Your camera should have recorded the photo details in the "EXIF data". (If so) You will be able to read this in the properties of the photo on windows or in many other programs.

I curious to know what tripod you use to have had these problems with it?

The video is great too!

Lana Gramlich said...

Wow! What a nice, little diversity you saw--thanks for sharing. Interesting about the flicker & the eggs. I love those birds. So lovely.

The Zen Birdfeeder said...

What a day you had! 7 flickers is awesome.

FAB said...

A great opportunity well taken Larry.

Larry said...

Chris-Thanks-that is somethig about the egg laying ability of female flickers. I like flickers-they are unique among the other woodpeckers in our area-they do a lot of their feeding on the ground and eat more ants than any of the others.

Glenn-thanks-My comments about not knowing what settings I was using was more directed at my ignorance about using proper settings on cameras but I will take the opportunity to look at the data.The tripod is an Italian brand that starts with was the tripod that was the problem-it was the way I was jamming it in and out of the tanlged roots.

Lana, Zen, Early birder-thanks for the comments.

Ruth said...

Flickers are one of my favourite birds. They certainly have a distinctive call. Nice to have so many different visitors on the bare branches.

MaineBirder said...

WOW, what a great spot you found with a natural blind to boot. And the variety of birds are outstanding.
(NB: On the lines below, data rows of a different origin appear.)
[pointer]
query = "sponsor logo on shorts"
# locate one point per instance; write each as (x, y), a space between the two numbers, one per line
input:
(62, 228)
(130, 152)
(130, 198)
Awesome photo series Larry!

Dawn Fine said...

Howdee Larry,
I really would love a portable blind...but using natures blind works just as well.
I think patience in one spot pays off for observing and photographing nature..
See you soon!

Larry said...

Ruth-If I had a top tens list of my favorite lcoal birds then flickers would be on there for sure.

troutbirder-I don' think I could live up to that title but thanks-glad you liked the post.

Mainebirder-thanks-now if I could just find more natural blinds like that but it isn't that easy or I would have found them already.

dawn-I like the idea of a portable blind but they say it works best if you set the blind up in an area a day or two ahead of time-then what if someone takes it? I may give a portable blind another try if I can figure out how to best use it.

Harold Stiver said...

Its interesting how a lot of birds will favor a spot. Looks like they might have good visibility for looking out for predators there. Well done!!

Warren and Lisa Strobel said...

What a great way to go birding! I've never put twigs in my hat, but I am going to try it and see what happens! :)

Love the Flicker pictures. I'm pretty certain that flycatcher is indeed an Eastern Wood Peewee.

Warren (and Lisa)

Hilke Breder said...

I loved your pictures! I find flickers hard to get close to. Your solution was pretty ingenious and you managed to see a whole parade of nice active birds. It's hard to do any bushwacking like that here in VT - there's poison ivy everywhere.

Andy said...

You struck birding gold!

Larry said...

Harold-that may be it.It's interesting how birds will be attracted to certain spots that look good but a similar looking spot may get no action at all.

Warren & Lisa-Felt like I was on an episode of Hee haw with the twigs in my hat.Yeah-I believe its a pewee too.

Hilke-I'm very allergic to poison ivy and usually get it to some extent every year.

Andy-That's a good way to describe it-I hope its not the last time I strike gold.